The film, which has virtually no scene without Gayatri at its core, is about a pair of eyes that are gradually losing their power to see. The camera is more often than not trained on a face - Gayatri's - while the people around her are either out of the frame or are only partially visible. The mountains and the winding roads are a physical presence, but they do not loom large over the images. The film is shot primarily in cramped, dimly lit interiors surrounded by dull, daunting walls.

These spaces collectively constitute a disquieting bubble that traps and terrorises the central character. The world outside is shut out because she o sees less and less.
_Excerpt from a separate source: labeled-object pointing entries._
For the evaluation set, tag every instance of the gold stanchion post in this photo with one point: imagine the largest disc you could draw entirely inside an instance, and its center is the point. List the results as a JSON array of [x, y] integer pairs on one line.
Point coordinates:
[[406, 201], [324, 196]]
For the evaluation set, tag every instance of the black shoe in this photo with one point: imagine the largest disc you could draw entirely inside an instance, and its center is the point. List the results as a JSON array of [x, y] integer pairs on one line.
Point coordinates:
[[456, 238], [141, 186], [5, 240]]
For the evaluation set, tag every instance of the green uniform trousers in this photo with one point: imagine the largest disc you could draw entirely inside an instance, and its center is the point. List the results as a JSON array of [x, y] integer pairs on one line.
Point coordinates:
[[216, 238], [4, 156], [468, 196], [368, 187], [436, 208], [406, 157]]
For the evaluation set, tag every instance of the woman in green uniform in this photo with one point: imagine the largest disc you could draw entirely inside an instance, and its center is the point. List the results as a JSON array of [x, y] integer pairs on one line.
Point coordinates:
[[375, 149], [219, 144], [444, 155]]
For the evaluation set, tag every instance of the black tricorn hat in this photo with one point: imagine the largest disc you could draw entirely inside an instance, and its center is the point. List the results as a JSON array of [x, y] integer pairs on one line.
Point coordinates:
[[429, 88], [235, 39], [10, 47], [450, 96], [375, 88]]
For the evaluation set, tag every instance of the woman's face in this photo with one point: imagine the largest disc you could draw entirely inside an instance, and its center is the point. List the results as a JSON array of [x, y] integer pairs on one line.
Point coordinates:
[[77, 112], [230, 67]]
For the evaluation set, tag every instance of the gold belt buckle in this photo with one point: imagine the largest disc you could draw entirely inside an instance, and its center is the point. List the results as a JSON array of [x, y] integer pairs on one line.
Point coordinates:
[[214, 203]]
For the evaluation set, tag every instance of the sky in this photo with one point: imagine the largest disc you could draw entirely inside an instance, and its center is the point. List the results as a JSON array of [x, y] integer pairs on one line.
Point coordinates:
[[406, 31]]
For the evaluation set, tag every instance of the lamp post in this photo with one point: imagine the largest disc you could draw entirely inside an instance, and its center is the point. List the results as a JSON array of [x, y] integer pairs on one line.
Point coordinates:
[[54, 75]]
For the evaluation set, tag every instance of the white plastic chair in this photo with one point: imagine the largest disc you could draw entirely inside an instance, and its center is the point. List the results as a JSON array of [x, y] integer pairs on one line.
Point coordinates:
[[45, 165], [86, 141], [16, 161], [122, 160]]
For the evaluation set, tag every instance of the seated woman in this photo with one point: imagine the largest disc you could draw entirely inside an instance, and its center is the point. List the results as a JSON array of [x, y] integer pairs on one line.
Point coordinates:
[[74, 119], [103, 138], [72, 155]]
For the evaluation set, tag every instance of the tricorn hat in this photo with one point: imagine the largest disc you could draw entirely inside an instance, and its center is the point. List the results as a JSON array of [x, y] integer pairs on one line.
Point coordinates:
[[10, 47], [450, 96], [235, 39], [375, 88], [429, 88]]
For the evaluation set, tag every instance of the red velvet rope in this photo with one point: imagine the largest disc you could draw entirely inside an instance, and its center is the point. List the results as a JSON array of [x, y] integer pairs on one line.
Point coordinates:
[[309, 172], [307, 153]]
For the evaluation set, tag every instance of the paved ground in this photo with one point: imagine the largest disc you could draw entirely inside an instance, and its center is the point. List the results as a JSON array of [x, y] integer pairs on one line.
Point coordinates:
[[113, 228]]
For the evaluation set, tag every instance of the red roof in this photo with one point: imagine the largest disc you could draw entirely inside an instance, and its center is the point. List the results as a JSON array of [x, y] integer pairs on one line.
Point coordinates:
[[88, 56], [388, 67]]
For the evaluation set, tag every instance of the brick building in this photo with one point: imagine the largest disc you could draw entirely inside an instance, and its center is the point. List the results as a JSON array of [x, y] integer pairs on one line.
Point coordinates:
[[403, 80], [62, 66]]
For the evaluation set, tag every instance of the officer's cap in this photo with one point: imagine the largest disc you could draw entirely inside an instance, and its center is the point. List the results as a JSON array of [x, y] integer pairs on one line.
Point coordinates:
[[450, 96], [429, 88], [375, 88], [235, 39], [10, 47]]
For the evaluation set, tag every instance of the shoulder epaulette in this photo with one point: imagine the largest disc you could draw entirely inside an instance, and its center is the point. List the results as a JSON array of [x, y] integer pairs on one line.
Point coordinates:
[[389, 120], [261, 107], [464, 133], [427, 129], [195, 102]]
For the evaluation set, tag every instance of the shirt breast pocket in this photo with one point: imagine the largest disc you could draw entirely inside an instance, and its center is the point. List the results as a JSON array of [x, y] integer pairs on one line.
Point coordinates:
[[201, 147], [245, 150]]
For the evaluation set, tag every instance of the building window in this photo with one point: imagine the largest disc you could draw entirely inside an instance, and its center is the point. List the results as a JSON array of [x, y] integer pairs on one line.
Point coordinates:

But her ability to sense what is going on around her intensifies and evolves into her only shield, however feeble, against a mysterious predator.

When the action does occasionally move out into the open, what is visible of the landscape is enveloped in thick mist, sheets of rain, dense floating clouds or just a pall of obscurity. The film explores with equal acuity the perils of not being seen and not being able see.

Loss of vision is perceived, from one standpoint that is crucial to the unravelling of the secrets that hover in the background, as a metaphor for the propensity of an uncaring world to turn a blind eye to those that are doomed to languish in anonymity.

Gayatri can sense a presence of an intruder in the house and its immediate vicinity but her husband dismisses her fears as a figment of a febrile imagination. The couple recalls their happier days but there isn't any room in the film for rhythm-breaking flashbacks and gratuitous romantic interludes. The screenplay by Pawan Sony and the director makes it a point not to let in anything that could diminish the film's grip and dilute the intensity of the drama of survival.

Blurr uses its hill town setting in a manner that is far removed from how Mumbai genre movies usually treat the hills and the clouds that cast a shadow on them. The town and its environs serve as an evocative location that mostly stays off camera, encouraging the viewer to anticipate, in the way the harried protagonist herself does, what lies beyond the confines of a house frequently enveloped in darkness.

Blurr never loses sight of its primary purpose - delivering a thriller that makes the most of its resources while staying within its chosen parameters - and delivers thrills and intrigue every split second of the way. It is a solid genre movie that is well worth a watch.